Abituati al calendario cattolico che entra nelle nostre case e che fissa per ogni giorno la memoria di santi o sante, abbiamo dimenticato una prerogativa che invece deve interessare la comunità, il popolo, la gente quotidiana a cui è rivolto già dall’AT l’invito alla ‘santità’: “Siate santi, perchè io sono santo” (Lv 11,44). Dio, parlando a Mosè e ad Aronne, tra le regole di ‘purità’ chiedeva al popolo di essere santo come Lui è santo.
Per santità si intendeva essere ‘separato’ da ciò che, per il popolo ebraico, appariva come ‘impuro’, privo cioè del principio vitale che era soltanto in Dio. Oggi potremmo tradurre che santo è ‘separarsi dal male’, dalla menzogna, dalla ingiustizia.

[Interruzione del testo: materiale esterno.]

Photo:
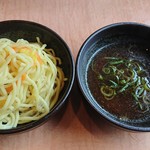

Gesù non ha tardato, come già fecero i Profeti, a rendere l’idea di santità una esigenza interiore e concreta. Le Beatitudini di Mt 5 sono la concretizzazione della santità. “Beati i poveri nello spirito” significa: “coloro che hanno lo spirito di povertà” (come ricorda Jules Isaac, famoso studioso ebreo, nel suo bel volume Gesù e Israele); i miti, i misericordiosi, gli uomini di pace, gli afflitti, i testimoni della giustizia: Gesù ha interpretato la santità del Levitico con una pratica di vita che porta sulla terra la santità che è in Dio.
Cosa significa ‘essere religioso’ se non tentare di vivere la nostra esperienza umana come ha fatto Gesù stesso? Lui è il volto concreto delle Beatitudini che ha predicato sul monte.
La festa del primo novembre (ma anche la memoria dei defunti che segue) cosa vogliono dire a noi, al nostro mondo, se non ricordare che c’è sempre stata una santità di uomini e di donne, che hanno illuminato la storia con esempi di testimonianza alla carità, alla giustizia, al faticoso sviluppo tra i popoli per la libertà, i diritti, la difesa dei poveri? Una santità assolutamente anonima, ma come vuole il vangelo, vissuta come sapienza e sale della terra. Una testimonianza a volte eroica, come lo è stato anche per tanti uomini al servizio sociale e politico dei propri paesi, che hanno salvato i loro popoli dal precipitare nell’abisso della distruzione.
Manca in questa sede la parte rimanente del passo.